Nel senso comune, il rapporto tra matematica e umorismo è simile a quello tra vittima e carnefice: i matematici non ridono, semmai fanno ridere, (involontariamente s’intende) per l’inveterata distrazione, la logica rigida fino a sfidare il buon senso e la cieca fiducia in formule che pretendono di esaurire il mondo. Ma chi inventa gli aneddoti più gustosi sui matematici? Altri matematici, sostiene Lolli, gli unici a saper dove colpire, a conoscere bene le manie e i vezzi della categoria e a poterne sbeffeggiare efficacemente il gergo da iniziati.
Da buon matematico Lolli conduce una dimostrazione stringente e articolata del suo assunto, facendo ridere il lettore non dei ma insieme ai matematici e alle loro invenzioni: stroncature raffinate delle opere altrui, limerick, interpretazione dei criteri concorsuali (Se Dio è un matematico, perché non ha avuto la cattedra?

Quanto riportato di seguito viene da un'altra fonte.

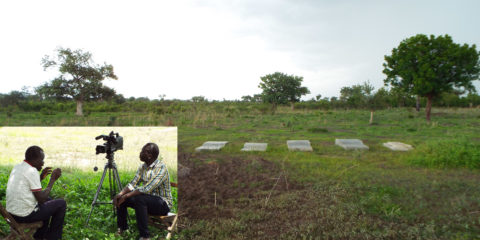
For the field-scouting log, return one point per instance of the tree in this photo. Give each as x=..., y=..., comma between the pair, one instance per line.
x=427, y=66
x=280, y=88
x=80, y=78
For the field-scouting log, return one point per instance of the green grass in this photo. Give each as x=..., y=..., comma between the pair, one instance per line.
x=78, y=189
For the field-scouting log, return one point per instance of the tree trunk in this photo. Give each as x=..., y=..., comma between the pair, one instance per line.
x=417, y=106
x=79, y=108
x=274, y=108
x=428, y=108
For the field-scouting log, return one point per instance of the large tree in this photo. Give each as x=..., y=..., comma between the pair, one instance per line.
x=80, y=78
x=428, y=66
x=280, y=88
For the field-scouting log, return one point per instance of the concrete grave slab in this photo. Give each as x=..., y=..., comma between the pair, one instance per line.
x=262, y=147
x=299, y=145
x=211, y=146
x=351, y=144
x=398, y=146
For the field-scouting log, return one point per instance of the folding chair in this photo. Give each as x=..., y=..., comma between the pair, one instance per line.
x=169, y=222
x=23, y=231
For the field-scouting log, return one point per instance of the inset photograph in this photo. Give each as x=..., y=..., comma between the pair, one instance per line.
x=88, y=182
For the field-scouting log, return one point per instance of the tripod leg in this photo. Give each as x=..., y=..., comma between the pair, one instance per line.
x=96, y=194
x=117, y=177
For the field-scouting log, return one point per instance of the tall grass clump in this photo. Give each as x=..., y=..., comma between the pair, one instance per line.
x=454, y=153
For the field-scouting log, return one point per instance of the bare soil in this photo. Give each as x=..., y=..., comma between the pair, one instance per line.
x=205, y=192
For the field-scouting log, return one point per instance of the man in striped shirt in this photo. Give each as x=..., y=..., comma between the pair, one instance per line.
x=152, y=198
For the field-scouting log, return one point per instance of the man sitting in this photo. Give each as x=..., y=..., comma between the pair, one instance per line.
x=153, y=198
x=26, y=201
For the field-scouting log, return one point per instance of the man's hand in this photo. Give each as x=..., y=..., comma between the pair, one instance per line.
x=45, y=172
x=116, y=199
x=121, y=200
x=56, y=174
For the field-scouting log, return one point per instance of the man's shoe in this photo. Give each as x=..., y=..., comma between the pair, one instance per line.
x=119, y=232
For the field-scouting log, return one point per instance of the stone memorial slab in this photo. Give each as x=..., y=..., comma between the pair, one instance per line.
x=351, y=144
x=262, y=147
x=211, y=146
x=299, y=145
x=398, y=146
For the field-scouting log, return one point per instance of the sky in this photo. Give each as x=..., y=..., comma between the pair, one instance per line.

Aveva solo una pubblicazione importante, per di più scritta in ebraico…. la comunità scientifica ha avuto molte difficoltà a replicare i suoi risultati….), fino ai modi fantasiosi di chiudere in gabbia un leone usando le armi inconsuete della topologia, della probabilità (C’è in ogni istante una probabilità non nulla che il leone sia in gabbia. Aspetta), dell’induzione…
I matematici, almeno i più geniali, non si limitano a far sorridere, esercitano quell’arte difficile e fondamentale che è la sovversione, il capovolgimento di senso. Alcuni di loro, ben coadiuvati da scrittori e linguisti scatenati come Queneau, hanno dato letteralmente vita a Nicolas Bourbaki, primo esempio di matematico virtuale, autore fecondo e innovatore, leader indiscusso del movimento bourbakista, con l’unico limite della non esistenza.
Perché mai i matematici hanno tanto feeling con i paradossi e l’umorismo? Forse, azzarda Lolli, perché hanno quotidianamente a che fare con un linguaggio ultraspecialistico, derivato però dal linguaggio comune, nel quale ogni parola chiave ha un significato sottilmente diverso da quello di uso quotidiano: addizionare può significare sottrarre nella somma algebrica, moltiplicare un numero può renderlo più piccolo – invece che più grande – se il secondo fattore è minore di 1… per non citare termini come insiemi, gruppi, campi… le nuove parole, derivate dalle vecchie sono essenziali per la didattica e la comunicazione (peccato che tanti dei nostri prof. di un tempo non ne tenessero debito conto).
Lo sviluppo successivo del discorso è che la matematica e l’umorismo hanno molto di simile: spaccare il capello in quattro, andare oltre e contro il senso comune (e anche accorgersi che talvolta il senso comune ha ragione) spinge ad un rovesciamento di senso, a staccarsi dal problema per vederne il contesto, a sostituire lunghi calcoli con una elegante dimostrazione per assurdo, qualcosa insomma che ha a che fare con l’arte, con la narrazione più di quanto si potrebbe ritenere. Come diceva Arthur Koestler
lo schema logico del processo creativo è lo stesso in tutti e tre i casi di scienza, humour e poesia: consiste nella scoperta di similarità nascoste.
Ciò che differisce – e forse non sempre – è il clima emozionale: distaccato nella scienza e nella matematica, aggressivo nell’umorismo, partecipe nella poesia.
Questo di Lolli è un libretto prezioso, che coglie, appunto, similarità nascoste tra forme diverse di pensiero e di creatività e che – al di là delle singole dimostrazioni, dei singoli paradossi, che, talvolta, richiedono conoscenze almeno discrete (ma altre volte sono gustosi per chiunque) – riconcilia il lettore con una disciplina che, chissà perché, professori e scuola riescono troppo spesso a rendere ostica, ripetitiva e noiosa.